L'opera prima di Lena Dunham ha, per spettatori della seconda ora come me, la sensazione di essere una lunga puntata della serie ormai cult.
Il motivo? Non solo perché oltre alla Dunham anche altri personaggi sono presenti in entrambe le produzioni (Jemima Kirke e Alex Karpovsky), né per quell'aria e quello stile indie che impregna ogni scena, ma perché la storia è proprio quella poi riproposta -in chiave migliore, bisogna ammetterlo- per il piccolo schermo.
Aura(/Hannah/Lena) è infatti una figlia un po' viziata, tornata a casa dopo la laurea e alla ricerca del suo posto nel mondo. La madre artista di alto livello e la sorella -magra e con la strada che sembra già spianata davanti a lei- non aiutano la situazione, e tra litigi, party e ricerche di lavoro, Aura non farà che ripetere che sì. si è appena laureata e deve "figure out" cosa fare ora e che sta passando un momento davvero davvero difficile.
L'incontro con l'amica d'infanzia particolarmente sopra le righe -il cui personaggio verrà poi ripreso per Jenna- la spinge ad accettare un lavoro temporaneo dove finirà per invaghirsi di un giovane ma squinternato chef, mentre una star di youtube approfitta della sua ospitalità stabilendosi nel loft di famiglia senza sembrare attratto da lei quanto vorrebbe.
La trama è però chiusa in se stessa, non sono i fatti o i momenti chiave a segnare il film, che come una lunga puntata di Girls punta sulla personalità dei suoi protagonisti, analizzandola attraverso l'ambiente e l'atteggiamento che occupano.
Tiny Furniture (il cui titolo richiama i soggetti delle fotografie della madre-artista) diventa così una pellicola generazionale che riesce a rendere bene il disorientamento dei post laureati, la sensazione di sbando e di impotenza conditi con l'immancabile ironia e mancanza di pudore di cui la Dunham avrà modo di abituarci (ah, da segnalare che all'epoca il suo fisico era lontano da quello di Hannah, il chè fa parecchio strano). Il finale lascia abbastanza sconcertati, essendo un film che gira su stesso la conclusione e a dir poco inconcludente e spreca la possibilità di trovare una via d'uscita più significativa.

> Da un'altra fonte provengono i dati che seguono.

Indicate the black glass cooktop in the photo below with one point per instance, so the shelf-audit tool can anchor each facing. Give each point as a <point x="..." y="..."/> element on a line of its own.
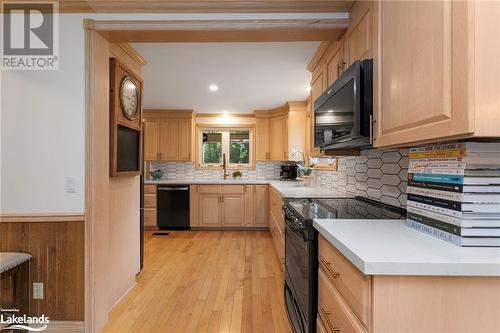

Su tutto primeggia però lo stile del film. Con quella fotografia nitida e simmetrica molto ma molto indie-Sundance-stile, quella ricerca di eleganza e di originalità e di colori perfettamente mixati che sono una gioia per gli occhi per chi adora questo genere. Per chi invece da sempre lo denigra, bè, probabilmente lo odierà.